それは、沙希が想像していなかった展開のようで、少し驚いていた。
そして、今日の事も・・・。
「どうしてそんなこと言っちゃったの?」
沙希の目は私を哀れんでいるように見えた。
「おかしいでしょ?だって、二人はそういうことも覚悟して、それでもお互いのこと必要としているから、だから・・・・」
そう言うと、沙希は私のエプロンを剥ぎ取り
「行くよ」
そう言って私の手を引いた。
「どこに?」
「きまってるでしょ?五十嵐さん待ってんだよ!!」
沙希の顔は真剣そのものだった。
「行けないよ・・・」
そう言う私を引きずるように
「ダメ。玲香ちゃんが、もう終わりにしたいって思ったんなら、それでいいよ。

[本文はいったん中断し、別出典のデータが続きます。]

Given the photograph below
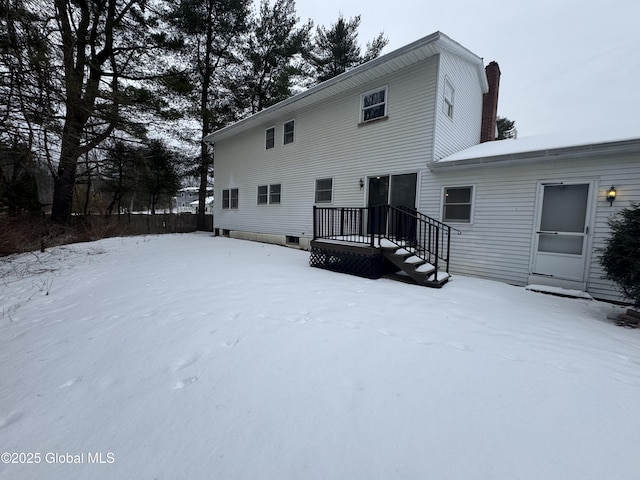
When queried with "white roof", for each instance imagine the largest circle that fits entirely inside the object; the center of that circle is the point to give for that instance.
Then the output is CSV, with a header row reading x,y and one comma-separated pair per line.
x,y
545,146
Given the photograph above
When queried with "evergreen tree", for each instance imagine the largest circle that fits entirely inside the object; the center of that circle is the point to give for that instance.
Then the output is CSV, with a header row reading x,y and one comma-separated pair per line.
x,y
209,34
506,128
336,49
620,257
273,57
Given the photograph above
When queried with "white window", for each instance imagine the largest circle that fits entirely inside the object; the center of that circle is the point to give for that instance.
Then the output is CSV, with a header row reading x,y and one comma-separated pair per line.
x,y
274,194
270,137
324,190
269,194
263,196
373,105
289,132
449,94
230,198
456,204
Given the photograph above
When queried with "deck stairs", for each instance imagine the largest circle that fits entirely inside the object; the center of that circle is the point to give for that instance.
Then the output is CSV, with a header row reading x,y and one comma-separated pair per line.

でも、五十嵐さんにちゃんと会って話しをしなきゃ」
私を引く手に力が入るのがわかった。
「でも、会えないよ」
「どうして?本心じゃないからでしょ?」
沙希の言葉は当たっていた。
もちろん、あれは本心ではない。
でも、先に進むことが怖い。
聡や優生を失うこともこわい。
でも、彼を失うことはもっと怖い。
だから、そうなる前に終止符を打ちたかった。
彼が私のかけがえのない存在になる前に・・・・。
「玲香ちゃん、こういうのいけないと思う」
沙希はふと立ち止まった。
「きちんと話をして、お互い納得しないといけないと思う」
確かにそうだ。
沙希の言っていることは一番正しい。
「五十嵐さんのこと好きなんでしょ?好きな人にそんなひどいこと・・・・」
私は彼を愛している。
多分、聡よりも。
そんな彼を裏切るような形で別れてしまうことは・・・・。
私はひどい女だと思った。
私は沙希に促され、彼に会って話をする決心をした。
彼に会うことで、私自身の気持ちにきちんとした『THE END』が欲しかった。
「沙希ちゃん。私、五十嵐さんに会って、ちゃんと話をしてくる」
沙希はそっと頷き、駅のホームまで私を見送ってくれた。